Placé devant un accord "à prendre ou à laisser", le gouvernement suisse a accepté mercredi les exigences de Washington pour régler le dossier des avoirs américains non déclarés déposés en Suisse afin de préserver l'accès au marché américain pour les banques helvétiques.
Il y avait urgence à conclure, a indiqué en substance mercredi la ministre suisse des finances, Eveline Widmer-Schlumpf, en présentant l'accord à la presse, car les Etats-Unis n'étaient pas disposés à attendre encore davantage la régularisation des fonds américains placés dans les banques suisses.
Actuellement, la justice américaine a engagé des poursuites contre une douzaine de banques, et Berne craignait que ces actions judiciaires ne fassent tâche d'huile et ne s'étendent à encore davantage de banques suisses.
Aucun détail, notamment financier, sur le montant des amendes encourues par les banques suisses pour avoir accepté et géré des fonds américains non déclarés pendant des années n'a été révélé mercredi, en raison d'une clause de confidentialité adoptée par Berne et Washington.
La presse avait avancé cette semaine une estimation d'un montant record de 10 milliards de francs suisses (8 milliards d'euros) d'amende à verser au fisc américain.
L'accord et ses dispositions financières sera dévoilé une fois que la loi qui l'inclut sera adoptée et entrera en vigueur, soit au le 1er juillet.
Le projet de loi ad-hoc sera discuté devant le Parlement suisse ces prochains jours. Il devra donner son feu vert sur cette base légale, sans connaître le détail des exigences américaines.
A plusieurs reprises mercredi, Mme Eveline Widmer-Schlumpf a indiqué qu'il s'agissait "d'un programme unilatéral américain, qui n'était susceptible d'aucune discussion", un accord à prendre ou à laisser.
La seule indication donnée mercredi par la ministre est que la facture risque d'être salée pour les banques suisses qui ont fait beaucoup d'affaires avec les clients américains non déclarés.
Pour elle, la Suisse n'aura cependant "rien à payer", et ce sont les banques concernées qui devront communiquer elles-mêmes sur leurs amendes.
Concrètement, l'accord donne un délai d'un an aux banques ayant des clients américains non déclarés d'accepter ou refuser les conditions américaines.
Si elles acceptent ces conditions, elles devront se plier à toutes leurs exigences, sans possibilités de négociations.

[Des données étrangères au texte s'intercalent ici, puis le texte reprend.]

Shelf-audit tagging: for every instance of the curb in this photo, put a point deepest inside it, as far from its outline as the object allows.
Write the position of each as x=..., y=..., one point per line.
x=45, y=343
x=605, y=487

Pour Berne, l'accord "permettra aux banques, en collaboration avec le ministère américain de la justice, de négocier un règlement définitif du passé".
"La solution retenue permet de rétablir la paix juridique", indique encore Berne.
De son côté, l'Association patronale des banques en Suisse a indiqué que la solution "devrait apporter la sécurité juridique aux banques et à leurs clients".
Premier parti suisse, l'UDC (Union démocratique du centre, droite populiste) a réagi avec indignation mercredi à cette annonce, dénonçant une "capitulation" de Berne devant les exigences américaines.
"Les Américains dictent toutes les conditions", ajoute l'UDC, qui s'insurge contre ce projet de loi qui va être soumis au Parlement, sans que l'on en connaisse les principales dispositions pour les banques suisses.
Les Etats-Unis, ajoute l'UDC, "mènent une guerre économique contre la Suisse, qui aurait dû depuis longtemps repousser les chantages d'une administration américaine de gauche". Il est inacceptable, ajoute l'UDC, que l'Etat de droit suisse "soit sacrifié" et il est inacceptable "qu'avec la bénédiction du Parlement, les employés de banques et les chargés d'affaires des banques soient livrés à l'abattoir, alors qu'ils n'ont fait que remplir leurs obligations et respecté leur contrat de travail".
Un autre volet de l'accord, outre l'amende, concerne en effet la transmission à la justice américaine, des noms des employés de banques et des chargés d'affaires ayant eu affaire à ces clients américains.
C'est justement pour venir en aide à ces employés, qui pourraient être confrontés à de graves ennuis judiciaires aux Etats-Unis, que l'Association des banques en Suisse a décidé mercredi de créer un fonds spécial de soutien doté de 2,5 millions de francs suisses (2 millions d'euros).